Añada a esto la posibilidad de aprovechar actividades propias del cargo público que ejerce el incumbente, para hacer proselitismo a favor de su candidatura. El resultado no requiere demasiado análisis para observar que dicha posibilidad es contraria a la igualdad de condiciones que debe prevalecer. Es impropio, además, porque implica una distorsión de las funciones propias del cargo público hacia objetivos de una campaña política. En estos actos de inauguración oficial, además, siempre hay funcionarios presentes, con lo que la sola participación del candidato incumbente en el acto, genera una situación irregular en la que funcionarios son obligados a estar presentes en un acto de proselitismo mal disfrazado de inauguración de obras.

En fin, es tan obvio lo impropio de esto, que me preocupa el salvamento de voto del magistrado Ayú Prado, quien consideró que el trato especial que establecía la norma a favor de los candidatos que ocupan puestos de elección popular, no es un trato discriminatorio y por tanto no debió, según su criterio, ser declarado inconstitucional. En su salvamento de voto, el magistrado razonó que "la participación en estos eventos de inauguración de obras o actividades financiadas con fondos públicos por parte de quienes ejercen un cargo de elección popular, puede encontrar explicación en el hecho que la obra inaugurada o la actividad sufrafada con fondos públicos sea fruto de su gestión."

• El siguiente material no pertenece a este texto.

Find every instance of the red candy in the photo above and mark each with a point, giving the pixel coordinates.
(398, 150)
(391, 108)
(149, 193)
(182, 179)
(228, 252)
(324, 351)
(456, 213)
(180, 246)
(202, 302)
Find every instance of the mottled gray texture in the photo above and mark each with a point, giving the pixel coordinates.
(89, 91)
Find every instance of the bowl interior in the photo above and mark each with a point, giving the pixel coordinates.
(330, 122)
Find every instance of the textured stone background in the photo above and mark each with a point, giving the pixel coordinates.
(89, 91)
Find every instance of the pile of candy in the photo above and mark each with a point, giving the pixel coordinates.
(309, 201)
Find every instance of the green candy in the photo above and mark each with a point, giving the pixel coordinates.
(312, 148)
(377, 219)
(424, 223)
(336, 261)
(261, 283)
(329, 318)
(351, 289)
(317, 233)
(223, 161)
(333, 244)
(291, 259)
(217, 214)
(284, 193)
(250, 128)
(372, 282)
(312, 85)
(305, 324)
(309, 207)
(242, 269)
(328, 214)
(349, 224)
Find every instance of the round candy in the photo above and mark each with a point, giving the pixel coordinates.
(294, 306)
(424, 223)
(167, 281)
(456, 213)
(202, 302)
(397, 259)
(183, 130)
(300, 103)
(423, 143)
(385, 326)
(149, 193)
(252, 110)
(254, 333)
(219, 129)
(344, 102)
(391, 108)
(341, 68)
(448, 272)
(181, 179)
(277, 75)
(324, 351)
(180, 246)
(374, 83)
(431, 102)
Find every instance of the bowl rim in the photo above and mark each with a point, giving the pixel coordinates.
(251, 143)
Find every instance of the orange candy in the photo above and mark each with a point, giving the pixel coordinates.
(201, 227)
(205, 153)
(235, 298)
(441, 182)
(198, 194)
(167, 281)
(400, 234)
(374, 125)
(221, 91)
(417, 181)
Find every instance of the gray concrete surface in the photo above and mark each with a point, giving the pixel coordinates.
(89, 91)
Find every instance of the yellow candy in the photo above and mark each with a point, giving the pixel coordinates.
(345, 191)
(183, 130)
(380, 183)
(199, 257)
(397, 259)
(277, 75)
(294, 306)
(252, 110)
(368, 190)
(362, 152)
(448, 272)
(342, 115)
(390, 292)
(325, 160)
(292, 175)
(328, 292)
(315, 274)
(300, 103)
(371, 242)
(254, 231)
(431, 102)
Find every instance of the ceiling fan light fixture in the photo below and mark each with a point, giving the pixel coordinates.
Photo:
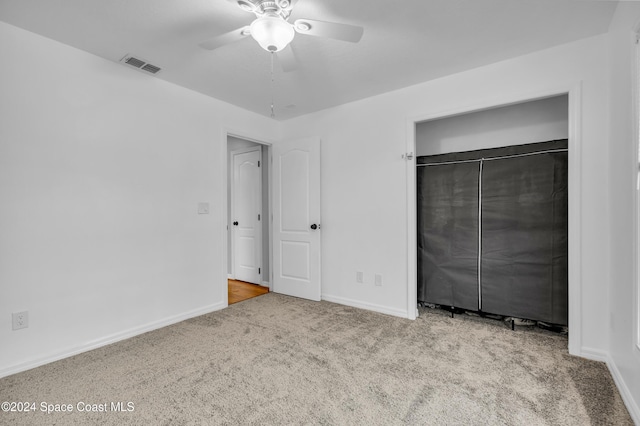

Con el debido respeto, la observación del magistrado es correcta, pero irrelevante. ¡Por supuesto que la obra inaugurada puede ser fruto de su gestión! Pero la obra se costeó con fondos públicos y no con fondos privados del candidato. La obra, por más que se deba a la gestión del candidato-funcionario, es de los contribuyentes. Permitir que el acto en cuestión sea usado para hacer proselitismo sería permitir que se utilice al estado para hacer campaña a favor de un determinado candidato. Es evidente que dichos actos de inauguración, particularmente en período electoral, son actos de proselitismo mal disimulados. Tan solo hace pocos días, en uno de esos actos, el presidente de la República invitó abiertamente a los asistentes el voto por la continuidad. Pretender, ante esto, que los actos de inauguración de obras son meros actos protocolares en que el candidato incumbente va a ir solo a cortar la cinta y no se va a beneficiar del acto en términos de proyección e imagen política, es ingenuo.

Y he allí un gran problema que tradicionalmente hemos tenido en nuestro país con las interpretaciones jurídicas de normas. Los tribunales, Corte Suprema incluida, han mostrado una nefasta tendencia a validar cuanto acto del poder sea atacado por inconstitucional o ilegal. Siempre será posible elaborar una defensa de actos de abuso del poder en detrimento de la pureza del sufragio o de las libertades ciudadanas. Pero los magistrados de la Corte Suprema, al analizar si una norma o acto riñe con la Constitución cuya integridad deben proteger, no pueden darse el lujo de la ingenuidad.

Quedan otras normas y situaciones que favorecen a los incumbentes. Pero con este fallo, al menos, la equidad del sufragio ha ganado una importante batalla.